Pelosi, who previously served as Speaker from 2007 to 2011, appears likely to overcome opposition from a small group of lawmakers within her own party.
The longtime Democratic leader was widely expected to reclaim the Speaker’s gavel after Democrats won control of the House in the 2018 midterm elections.
However, questions about the inevitability of her election rose, as several incoming freshmen promised not to support Pelosi during their campaigns.
Members of the Democratic caucus reportedly voted 203 to 32 in favor of officially nominating Pelosi as Speaker in November, although she still needs to win a final vote on the House floor, with a majority traditionally amounting to 218 votes.
In an effort to secure more votes, Pelosi announced an agreement last month on term limits for senior House Democratic leaders.
Pelosi revealed the agreement would limit top party leaders to three terms, with a fourth term requiring the support of two-thirds of the caucus compared to the current simple majority threshold.
The term limits would be retroactive to include the two terms of the Democratic Majority from 2007 to 2011, when Pelosi previously served as House Speaker.
Pelosi, who has served as the top House Democrat since 2003, would subsequently be limited to a maximum of four additional years as Speaker.
In a statement, Pelosi said she would abide by the proposal whether or not it is approved by the Democratic caucus in a vote expected to be held before February 15th.

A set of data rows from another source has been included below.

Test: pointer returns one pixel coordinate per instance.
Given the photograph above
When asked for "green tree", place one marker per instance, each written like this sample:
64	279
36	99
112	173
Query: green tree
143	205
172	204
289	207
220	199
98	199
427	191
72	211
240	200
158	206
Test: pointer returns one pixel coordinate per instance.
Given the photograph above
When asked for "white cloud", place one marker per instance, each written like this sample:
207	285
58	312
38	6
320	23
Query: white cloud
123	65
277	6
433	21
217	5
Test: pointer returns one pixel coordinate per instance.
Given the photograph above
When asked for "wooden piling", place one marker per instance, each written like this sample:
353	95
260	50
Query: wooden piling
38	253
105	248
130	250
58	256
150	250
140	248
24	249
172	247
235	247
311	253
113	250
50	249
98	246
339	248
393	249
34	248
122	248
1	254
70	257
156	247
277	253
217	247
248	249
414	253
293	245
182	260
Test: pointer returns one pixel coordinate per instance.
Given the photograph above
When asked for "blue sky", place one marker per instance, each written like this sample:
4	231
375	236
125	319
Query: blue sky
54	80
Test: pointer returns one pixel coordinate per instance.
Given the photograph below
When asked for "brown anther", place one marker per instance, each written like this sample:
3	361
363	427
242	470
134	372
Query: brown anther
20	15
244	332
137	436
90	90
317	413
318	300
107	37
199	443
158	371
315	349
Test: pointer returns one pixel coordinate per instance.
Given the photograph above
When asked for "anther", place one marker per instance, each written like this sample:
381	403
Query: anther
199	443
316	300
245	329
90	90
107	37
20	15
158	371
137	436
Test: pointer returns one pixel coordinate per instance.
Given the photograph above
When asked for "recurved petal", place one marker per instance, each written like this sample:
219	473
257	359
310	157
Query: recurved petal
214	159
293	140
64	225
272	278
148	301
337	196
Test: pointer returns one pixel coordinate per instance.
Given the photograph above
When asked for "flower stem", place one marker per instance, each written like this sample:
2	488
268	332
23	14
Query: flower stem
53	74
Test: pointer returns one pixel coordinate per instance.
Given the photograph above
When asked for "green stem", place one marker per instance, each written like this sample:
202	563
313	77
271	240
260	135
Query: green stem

“Over the summer, I made it clear that I see myself as a bridge to the next generation of leaders, a recognition of my continuing responsibility to mentor and advance new Members into positions of power and responsibility in the House Democratic Caucus,” Pelosi said.
If re-elected Speaker as expected, Pelosi’s first order of business is likely to be bringing up legislation to end the partial government shutdown.
House Democrats are expected to pass legislation that includes six full-year appropriations bills as well as a continuing resolution to fund the Department of Homeland Security until February 8th.
The legislation would provide $1.3 billion for border security, well below the $5 billion that President Donald Trump has demanded for construction of a controversial border wall.
The White House has rejected the legislation, however, with White House Press Secretary Sarah Sanders calling the plan a “non-starter.”
Senate Majority Leader Mitch McConnell, R-Ken., has also dismissed the plan and reiterated that the Senate will not vote on legislation that does not have the support of the president.
“The Senate will be glad to vote on a measure that the House passes that the president will sign. But we’re not going to vote on anything else,” McConnell said after a White House meeting with Trump and other congressional leaders on Wednesday.